The right blames the credit crisis on poor minority homeowners.

Daniel Gross - Slate Magazine has a column in which he replies to the claims of right. Apparently, among
the right-wing financial media (which is to say the financial media), and in certain parts of the op-ed-o-sphere, there's a consensus emerging that the whole mess should be laid at the feet of Fannie Mae and Freddie Mac, the failed mortgage giants, and the Community Reinvestment Act, a law passed during the Carter administration. The CRA, which was amended in the 1990s and this decade, requires banks—which had a long, distinguished history of not making loans to minorities—to make more efforts to do so.
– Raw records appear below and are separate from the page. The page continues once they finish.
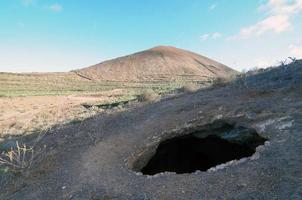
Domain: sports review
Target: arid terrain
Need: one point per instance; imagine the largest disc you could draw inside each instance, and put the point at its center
(33, 102)
(105, 156)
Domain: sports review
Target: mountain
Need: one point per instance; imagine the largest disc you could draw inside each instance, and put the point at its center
(156, 64)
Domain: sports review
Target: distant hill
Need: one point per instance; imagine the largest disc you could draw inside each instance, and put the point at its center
(161, 63)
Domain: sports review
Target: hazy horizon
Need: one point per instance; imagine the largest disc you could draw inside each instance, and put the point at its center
(59, 36)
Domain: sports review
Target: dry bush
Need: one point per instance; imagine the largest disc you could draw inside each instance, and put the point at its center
(19, 158)
(148, 95)
(222, 81)
(189, 87)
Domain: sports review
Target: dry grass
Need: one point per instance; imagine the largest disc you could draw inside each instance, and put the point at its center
(189, 88)
(148, 96)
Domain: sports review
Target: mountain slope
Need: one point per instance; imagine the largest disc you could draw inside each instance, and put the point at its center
(159, 63)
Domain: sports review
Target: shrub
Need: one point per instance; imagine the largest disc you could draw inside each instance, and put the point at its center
(148, 95)
(19, 158)
(189, 87)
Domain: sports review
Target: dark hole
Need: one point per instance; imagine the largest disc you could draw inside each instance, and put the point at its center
(189, 153)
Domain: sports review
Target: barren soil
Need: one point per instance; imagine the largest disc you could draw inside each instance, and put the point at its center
(95, 159)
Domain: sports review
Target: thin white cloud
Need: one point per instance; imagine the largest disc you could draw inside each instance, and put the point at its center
(216, 35)
(208, 36)
(280, 13)
(295, 51)
(204, 37)
(213, 6)
(56, 7)
(27, 2)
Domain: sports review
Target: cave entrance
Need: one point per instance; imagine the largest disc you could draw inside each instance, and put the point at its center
(202, 150)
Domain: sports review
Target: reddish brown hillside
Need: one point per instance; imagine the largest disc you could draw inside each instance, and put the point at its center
(159, 63)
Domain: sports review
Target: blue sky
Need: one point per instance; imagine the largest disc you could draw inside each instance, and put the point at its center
(61, 35)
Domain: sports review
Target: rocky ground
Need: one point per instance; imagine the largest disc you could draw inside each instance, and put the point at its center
(94, 159)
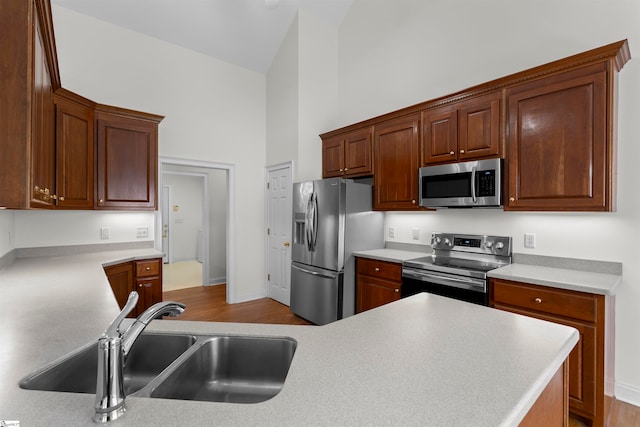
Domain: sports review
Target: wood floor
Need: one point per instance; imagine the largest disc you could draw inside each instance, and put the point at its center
(208, 303)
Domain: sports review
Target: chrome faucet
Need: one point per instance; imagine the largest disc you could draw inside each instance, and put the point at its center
(113, 349)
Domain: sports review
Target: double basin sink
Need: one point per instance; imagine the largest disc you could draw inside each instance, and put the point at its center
(213, 368)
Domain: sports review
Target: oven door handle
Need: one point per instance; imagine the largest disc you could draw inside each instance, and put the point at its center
(456, 282)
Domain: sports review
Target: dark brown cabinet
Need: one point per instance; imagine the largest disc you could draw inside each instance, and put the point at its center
(348, 155)
(144, 276)
(75, 151)
(462, 131)
(560, 153)
(28, 78)
(396, 155)
(591, 361)
(126, 160)
(377, 283)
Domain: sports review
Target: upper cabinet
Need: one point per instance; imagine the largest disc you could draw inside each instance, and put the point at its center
(127, 160)
(396, 154)
(75, 151)
(554, 125)
(348, 154)
(462, 131)
(561, 154)
(50, 148)
(28, 77)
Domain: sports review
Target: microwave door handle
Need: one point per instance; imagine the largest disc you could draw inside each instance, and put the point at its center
(473, 183)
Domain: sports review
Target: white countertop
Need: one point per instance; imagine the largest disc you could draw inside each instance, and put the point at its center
(582, 281)
(424, 360)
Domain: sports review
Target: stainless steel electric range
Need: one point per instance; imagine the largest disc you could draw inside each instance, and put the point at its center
(458, 266)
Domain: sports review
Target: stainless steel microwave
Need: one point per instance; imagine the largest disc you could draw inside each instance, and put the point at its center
(462, 185)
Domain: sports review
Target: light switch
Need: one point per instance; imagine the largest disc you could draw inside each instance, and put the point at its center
(529, 240)
(392, 232)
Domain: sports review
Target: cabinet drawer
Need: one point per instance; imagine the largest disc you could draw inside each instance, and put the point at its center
(148, 268)
(382, 269)
(543, 299)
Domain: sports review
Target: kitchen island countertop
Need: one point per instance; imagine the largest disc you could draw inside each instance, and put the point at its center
(424, 360)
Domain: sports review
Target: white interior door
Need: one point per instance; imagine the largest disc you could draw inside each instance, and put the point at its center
(279, 233)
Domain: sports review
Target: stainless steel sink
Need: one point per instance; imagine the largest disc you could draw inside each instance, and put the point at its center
(238, 369)
(150, 355)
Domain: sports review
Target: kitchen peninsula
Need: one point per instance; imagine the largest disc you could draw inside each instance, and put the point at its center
(421, 360)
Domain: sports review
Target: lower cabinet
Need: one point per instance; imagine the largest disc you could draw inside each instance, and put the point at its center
(591, 363)
(377, 283)
(144, 276)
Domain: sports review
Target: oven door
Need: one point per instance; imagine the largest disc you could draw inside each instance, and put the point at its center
(462, 288)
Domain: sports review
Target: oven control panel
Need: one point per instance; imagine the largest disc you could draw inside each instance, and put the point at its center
(495, 245)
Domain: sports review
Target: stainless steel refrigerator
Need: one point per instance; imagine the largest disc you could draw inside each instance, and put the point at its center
(332, 218)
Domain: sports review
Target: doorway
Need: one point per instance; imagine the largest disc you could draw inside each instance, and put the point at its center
(208, 227)
(279, 219)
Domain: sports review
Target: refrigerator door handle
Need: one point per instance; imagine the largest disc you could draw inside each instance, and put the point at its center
(315, 220)
(307, 224)
(314, 273)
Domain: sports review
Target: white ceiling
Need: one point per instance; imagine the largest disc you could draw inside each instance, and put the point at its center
(247, 33)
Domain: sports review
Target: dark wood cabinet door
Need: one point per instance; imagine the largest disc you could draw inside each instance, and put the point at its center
(75, 151)
(43, 127)
(479, 127)
(358, 149)
(373, 292)
(120, 278)
(333, 157)
(348, 154)
(396, 147)
(126, 162)
(559, 153)
(439, 135)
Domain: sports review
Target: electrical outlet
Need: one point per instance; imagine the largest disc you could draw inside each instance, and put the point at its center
(142, 232)
(104, 233)
(415, 234)
(529, 240)
(392, 232)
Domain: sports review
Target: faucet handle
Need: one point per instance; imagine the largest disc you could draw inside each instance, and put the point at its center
(113, 330)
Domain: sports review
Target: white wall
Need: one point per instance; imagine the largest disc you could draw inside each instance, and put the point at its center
(214, 112)
(186, 215)
(7, 232)
(42, 228)
(395, 54)
(302, 95)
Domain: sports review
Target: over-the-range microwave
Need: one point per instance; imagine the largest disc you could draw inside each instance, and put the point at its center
(462, 185)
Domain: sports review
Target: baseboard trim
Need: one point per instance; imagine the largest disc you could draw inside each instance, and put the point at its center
(628, 394)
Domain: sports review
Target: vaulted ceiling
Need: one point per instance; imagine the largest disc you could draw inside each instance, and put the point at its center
(247, 33)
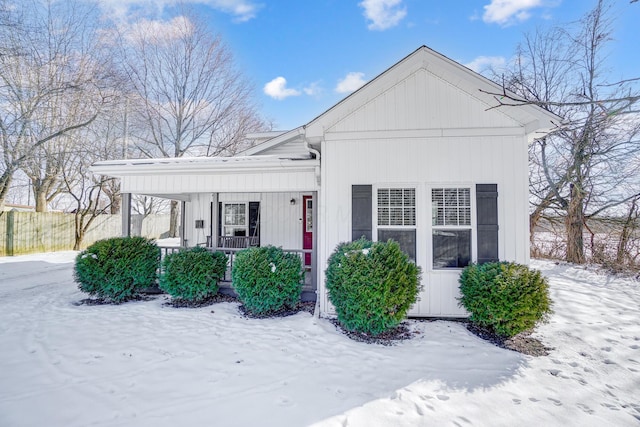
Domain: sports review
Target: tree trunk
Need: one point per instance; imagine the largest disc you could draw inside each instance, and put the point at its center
(574, 224)
(40, 197)
(173, 219)
(79, 232)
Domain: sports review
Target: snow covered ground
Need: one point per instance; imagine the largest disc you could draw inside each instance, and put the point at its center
(146, 364)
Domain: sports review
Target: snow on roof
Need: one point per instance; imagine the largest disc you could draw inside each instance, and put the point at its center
(200, 164)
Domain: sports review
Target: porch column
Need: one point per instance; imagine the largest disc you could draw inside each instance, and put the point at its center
(183, 240)
(125, 212)
(213, 215)
(314, 237)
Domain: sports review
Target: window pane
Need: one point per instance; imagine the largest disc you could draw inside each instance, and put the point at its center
(405, 238)
(451, 248)
(235, 214)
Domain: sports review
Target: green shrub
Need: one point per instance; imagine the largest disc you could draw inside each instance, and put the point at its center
(267, 279)
(504, 297)
(117, 269)
(371, 285)
(192, 274)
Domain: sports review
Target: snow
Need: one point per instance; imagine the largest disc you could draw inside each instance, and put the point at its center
(147, 364)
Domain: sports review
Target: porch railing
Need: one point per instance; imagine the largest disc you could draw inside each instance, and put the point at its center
(241, 242)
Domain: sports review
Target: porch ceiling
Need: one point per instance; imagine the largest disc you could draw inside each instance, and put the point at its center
(184, 176)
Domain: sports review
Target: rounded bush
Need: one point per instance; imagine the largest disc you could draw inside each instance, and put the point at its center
(267, 279)
(504, 297)
(117, 269)
(372, 285)
(192, 274)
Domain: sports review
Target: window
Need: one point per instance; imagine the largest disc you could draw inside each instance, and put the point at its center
(397, 217)
(235, 219)
(451, 221)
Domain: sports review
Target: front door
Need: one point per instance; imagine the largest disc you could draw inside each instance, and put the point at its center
(307, 227)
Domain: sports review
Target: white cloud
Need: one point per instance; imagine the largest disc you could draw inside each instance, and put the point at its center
(383, 14)
(158, 31)
(313, 89)
(506, 12)
(277, 89)
(241, 10)
(352, 81)
(482, 63)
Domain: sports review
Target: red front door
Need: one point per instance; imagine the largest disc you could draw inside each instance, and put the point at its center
(307, 227)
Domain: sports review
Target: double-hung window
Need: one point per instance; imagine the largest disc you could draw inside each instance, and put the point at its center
(397, 217)
(451, 227)
(235, 219)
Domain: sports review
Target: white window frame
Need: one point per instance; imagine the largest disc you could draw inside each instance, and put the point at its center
(229, 229)
(431, 227)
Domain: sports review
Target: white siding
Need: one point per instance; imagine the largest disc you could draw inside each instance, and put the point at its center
(425, 163)
(422, 101)
(293, 148)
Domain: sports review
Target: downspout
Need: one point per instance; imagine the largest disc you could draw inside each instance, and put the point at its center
(316, 310)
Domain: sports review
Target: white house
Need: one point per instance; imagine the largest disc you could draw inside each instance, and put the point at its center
(418, 154)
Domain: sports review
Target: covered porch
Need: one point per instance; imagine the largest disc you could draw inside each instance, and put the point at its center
(230, 204)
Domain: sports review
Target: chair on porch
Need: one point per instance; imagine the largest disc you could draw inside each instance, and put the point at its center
(238, 242)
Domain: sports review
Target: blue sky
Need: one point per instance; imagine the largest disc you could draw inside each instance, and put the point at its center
(303, 56)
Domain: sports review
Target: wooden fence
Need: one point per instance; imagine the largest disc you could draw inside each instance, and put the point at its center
(32, 232)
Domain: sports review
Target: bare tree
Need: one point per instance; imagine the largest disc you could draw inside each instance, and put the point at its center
(49, 88)
(188, 93)
(88, 195)
(584, 169)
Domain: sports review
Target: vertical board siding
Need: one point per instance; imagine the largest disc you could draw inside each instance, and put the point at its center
(424, 163)
(422, 101)
(280, 221)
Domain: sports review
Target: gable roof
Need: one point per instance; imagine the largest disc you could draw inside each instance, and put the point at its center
(535, 120)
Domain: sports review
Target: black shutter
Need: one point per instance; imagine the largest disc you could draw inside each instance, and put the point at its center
(487, 218)
(254, 219)
(361, 218)
(219, 219)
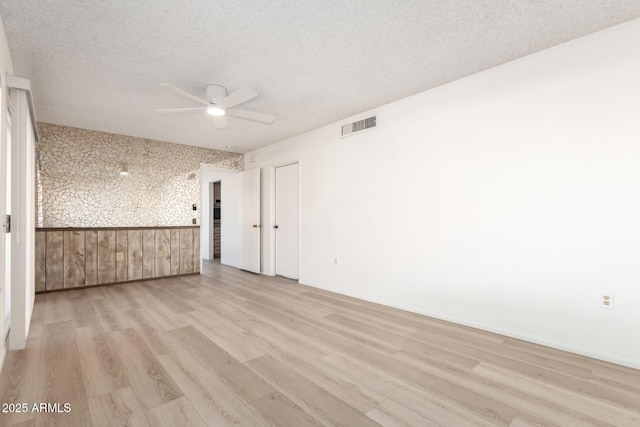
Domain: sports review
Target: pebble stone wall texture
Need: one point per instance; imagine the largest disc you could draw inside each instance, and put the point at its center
(80, 183)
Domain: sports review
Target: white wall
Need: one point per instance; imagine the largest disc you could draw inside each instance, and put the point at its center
(230, 213)
(23, 215)
(505, 200)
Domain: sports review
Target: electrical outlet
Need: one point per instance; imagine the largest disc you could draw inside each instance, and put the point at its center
(607, 300)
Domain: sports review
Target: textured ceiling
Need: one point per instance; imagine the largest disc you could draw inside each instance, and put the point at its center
(96, 64)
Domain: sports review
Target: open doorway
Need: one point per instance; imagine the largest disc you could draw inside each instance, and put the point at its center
(216, 219)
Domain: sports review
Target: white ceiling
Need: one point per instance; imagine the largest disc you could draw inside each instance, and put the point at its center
(96, 64)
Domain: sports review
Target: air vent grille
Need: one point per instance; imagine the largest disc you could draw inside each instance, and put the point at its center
(360, 125)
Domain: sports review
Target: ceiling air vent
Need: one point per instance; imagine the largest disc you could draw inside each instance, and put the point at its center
(359, 126)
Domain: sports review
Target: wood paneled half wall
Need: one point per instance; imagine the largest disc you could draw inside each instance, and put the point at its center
(70, 258)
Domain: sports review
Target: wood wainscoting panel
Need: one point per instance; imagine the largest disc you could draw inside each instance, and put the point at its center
(41, 261)
(55, 255)
(122, 242)
(73, 259)
(175, 251)
(148, 254)
(134, 268)
(106, 256)
(91, 257)
(163, 252)
(186, 250)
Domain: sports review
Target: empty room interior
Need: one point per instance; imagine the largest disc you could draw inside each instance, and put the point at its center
(307, 213)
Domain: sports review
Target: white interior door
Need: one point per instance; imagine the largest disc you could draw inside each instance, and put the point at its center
(6, 288)
(287, 222)
(250, 220)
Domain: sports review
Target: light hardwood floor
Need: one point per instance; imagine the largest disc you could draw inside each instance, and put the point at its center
(234, 348)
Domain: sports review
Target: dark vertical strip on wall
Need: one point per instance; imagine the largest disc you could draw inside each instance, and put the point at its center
(148, 254)
(134, 261)
(91, 257)
(41, 262)
(106, 256)
(121, 255)
(175, 251)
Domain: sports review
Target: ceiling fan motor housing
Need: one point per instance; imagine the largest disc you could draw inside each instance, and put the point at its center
(215, 93)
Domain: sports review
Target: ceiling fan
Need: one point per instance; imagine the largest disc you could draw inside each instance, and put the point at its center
(220, 104)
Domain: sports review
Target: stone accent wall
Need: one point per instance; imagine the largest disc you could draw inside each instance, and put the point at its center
(81, 185)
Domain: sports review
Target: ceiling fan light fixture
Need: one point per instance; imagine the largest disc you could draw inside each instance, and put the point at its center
(214, 110)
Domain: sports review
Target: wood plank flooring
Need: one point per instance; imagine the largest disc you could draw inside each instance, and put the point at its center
(238, 349)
The thesis is laid out almost daily on the Wall Street Journal editorial page, in the National Review, and on the campaign trail. John McCain said yesterday, 'Bad mortgages were being backed by Fannie Mae and Freddie Mac, and it was only a matter of time before a contagion of unsustainable debt began to spread.' Washington Post columnist Charles Krauthammer provides an excellent example, writing that 'much of this crisis was brought upon us by the good intentions of good people.' He continues: 'For decades, starting with Jimmy Carter's Community Reinvestment Act of 1977, there has been bipartisan agreement to use government power to expand homeownership to people who had been shut out for economic reasons or, sometimes, because of racial and ethnic discrimination. What could be a more worthy cause? But it led to tremendous pressure on Fannie Mae and Freddie Mac—which in turn pressured banks and other lenders—to extend mortgages to people who were borrowing over their heads. That's called subprime lending. It lies at the root of our current calamity." The subtext: If only Congress didn't force banks to lend money to poor minorities, the Dow would be well on its way to 36,000.